Sat, Nov 25|
The Osprey Arts Centre
From the sounds of slapback echo, twangy Telecasters, and swooning pedal steel, it’s clear that Scott MacKay has an affinity for country music of the 1950s and ‘60s. Tickets: $20/adults, $10/students
Time & Location
Nov 25, 7:00 p.m. – Nov 26, 7:00 p.m.
The Osprey Arts Centre, 107 Water St, Shelburne, NS B0T 1W0, Canada
About the Event
From the sounds of slapback echo, twangy Telecasters, and swooning pedal steel, it’s clear that Scott MacKay has an affinity for country music of the 1950s and ‘60s. But the singer/songwriter from Charlottetown, Prince Edward Island also has a sharp wit that shines through on the 10 original songs that comprise his latest album Stupid Cupid, a collection that offers a fresh, modern take on classic country.
Co-produced with Adam Gallant at The Hill Sound Studio in Charlottetown and mixed by Scott Franchuk in Edmonton, Stupid Cupid features MacKay backed by his regular rhythm section of Josh and Sam Langille, along with renowned guitarist Grant Siemens and pedal steel master Burke Carroll. For MacKay, it’s his third album and the first reflection of what he describes as getting bit by the classic country bug since his previous release.
“I really became smitten with songwriters such as Shel Silverstein, Hank Williams, Bobby Bare, Roger Miller and others,” he says. “It made me focus my attention on improving my songwriting, and I tried to learn as much about it as I could. I took a lyric writing class, a storytelling class, and a creative writing class. I even took part in a songwriting workshop in Nashville where I got to meet and learn from some of the greatest songwriters in the world.”
The results of that hard work speak for themselves on Stupid Cupid. From the title track’s protagonist having his plan to win his dream girl go terribly wrong, to the tale of someone receiving a “Brand New Heart” from a man killed by his lover, to the surprisingly philosophical “God Walks Into A Bar,” MacKay effortlessly breathes new life into longstanding country music themes. However, it’s all designed to put a smile on your face, as well as a tear in your beer.
“I didn’t make a conscious decision to write an album that had a thread of humour woven throughout, but as I started looking at the songs I had written I noticed that there was,” MacKay says. “I wanted the album to be quirky and more playful than my previous work, but to also have a song or two on there that are a little more thought-provoking or emotional to reflect all aspects of my songwriting identity and also make for a more dynamic listening experience.”

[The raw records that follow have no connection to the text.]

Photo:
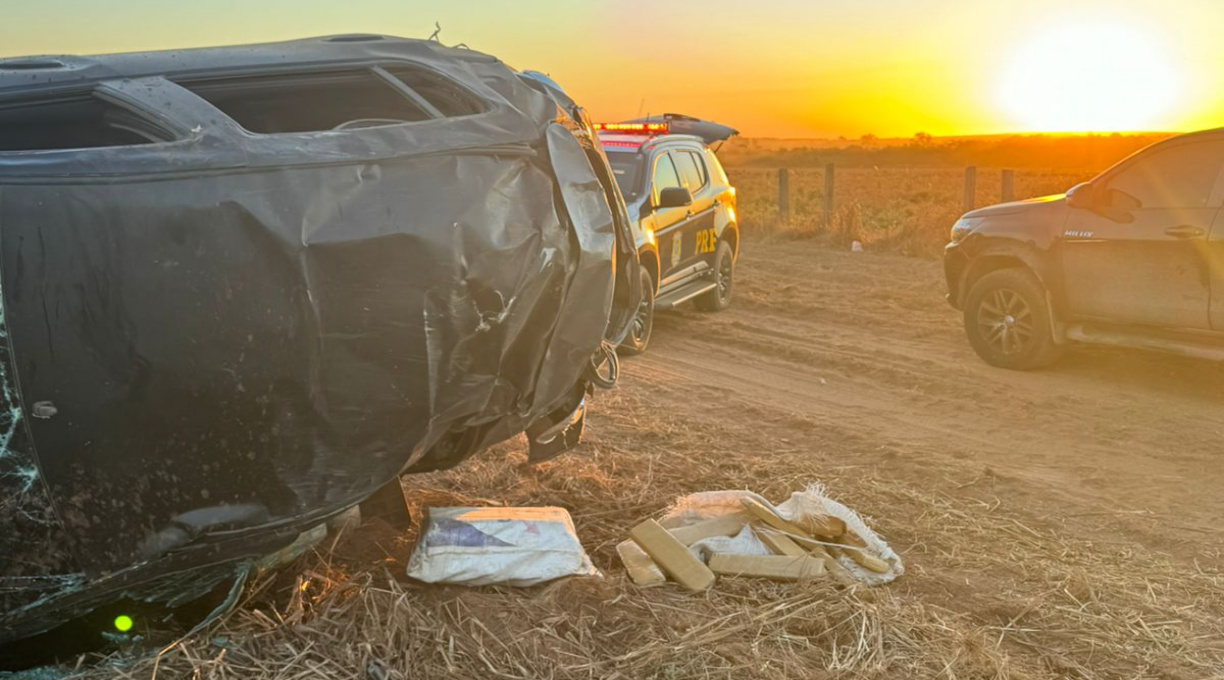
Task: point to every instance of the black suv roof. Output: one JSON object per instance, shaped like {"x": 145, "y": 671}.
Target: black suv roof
{"x": 29, "y": 73}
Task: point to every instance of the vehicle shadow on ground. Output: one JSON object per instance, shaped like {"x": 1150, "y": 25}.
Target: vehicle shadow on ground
{"x": 1145, "y": 371}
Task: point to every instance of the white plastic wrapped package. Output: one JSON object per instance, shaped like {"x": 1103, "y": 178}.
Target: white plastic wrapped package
{"x": 498, "y": 546}
{"x": 705, "y": 505}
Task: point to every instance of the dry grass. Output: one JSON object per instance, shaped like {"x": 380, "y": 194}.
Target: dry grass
{"x": 988, "y": 593}
{"x": 903, "y": 210}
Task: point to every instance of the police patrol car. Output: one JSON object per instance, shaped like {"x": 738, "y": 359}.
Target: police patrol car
{"x": 683, "y": 213}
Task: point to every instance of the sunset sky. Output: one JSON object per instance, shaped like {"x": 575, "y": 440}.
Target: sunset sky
{"x": 770, "y": 67}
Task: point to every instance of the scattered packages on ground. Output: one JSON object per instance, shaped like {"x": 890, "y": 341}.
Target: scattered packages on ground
{"x": 498, "y": 546}
{"x": 711, "y": 535}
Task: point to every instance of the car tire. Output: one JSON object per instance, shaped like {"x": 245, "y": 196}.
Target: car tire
{"x": 644, "y": 321}
{"x": 1007, "y": 321}
{"x": 725, "y": 272}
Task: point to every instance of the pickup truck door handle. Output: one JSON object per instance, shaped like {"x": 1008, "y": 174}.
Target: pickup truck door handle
{"x": 1184, "y": 231}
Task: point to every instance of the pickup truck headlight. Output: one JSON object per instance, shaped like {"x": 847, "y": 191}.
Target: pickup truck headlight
{"x": 963, "y": 226}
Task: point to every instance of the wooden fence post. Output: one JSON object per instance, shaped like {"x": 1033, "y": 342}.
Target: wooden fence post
{"x": 829, "y": 196}
{"x": 971, "y": 187}
{"x": 783, "y": 193}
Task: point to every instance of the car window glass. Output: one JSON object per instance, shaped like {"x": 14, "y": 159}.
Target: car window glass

MacKay’s love of wordplay stems in part from his work as a Junior High School teacher in Charlottetown, as he finishes his Master’s in Education. But he admits his shift to more light-hearted storytelling is a product of entering his thirties, and not taking himself as seriously as he once did. If a good idea leads to a song, humorous or not, then that’s all that matters.
“My goal as a writer is to have a voice that is uniquely mine,” MacKay says. “All of my favourite artists have undeniable signatures. When you read something from Shel Silverstein it’s undeniably his. When you hear a John Prine song you know who wrote it. It takes a really long time to develop a voice as a writer, but I do feel like I’m getting closer and closer to making my own.”
Scott MacKay is certainly on his way to achieving that kind of recognition as his catalogue has surpassed one million streams. The track “Where the Enemy Sleeps (feat. Emilee Sorrey)” from MacKay’s album Twin was used as the theme song for the true crime podcasts Over My Dead Body, and Joe Exotic: Tiger King, the latter inspiring the hit Netflix show Tiger King. MacKay has been nominated for several Music PEI awards as well as an ECMA, has been honoured in his former home base of Calgary with multiple Calgary Music Award nominations, and has fared well in CBC’s Searchlight and other international songwriting competitions.
Now with Stupid Cupid, Scott MacKay is ready to take country music back to the future and place himself squarely in the conversation about Canadian roots music artists to keep a close eye on.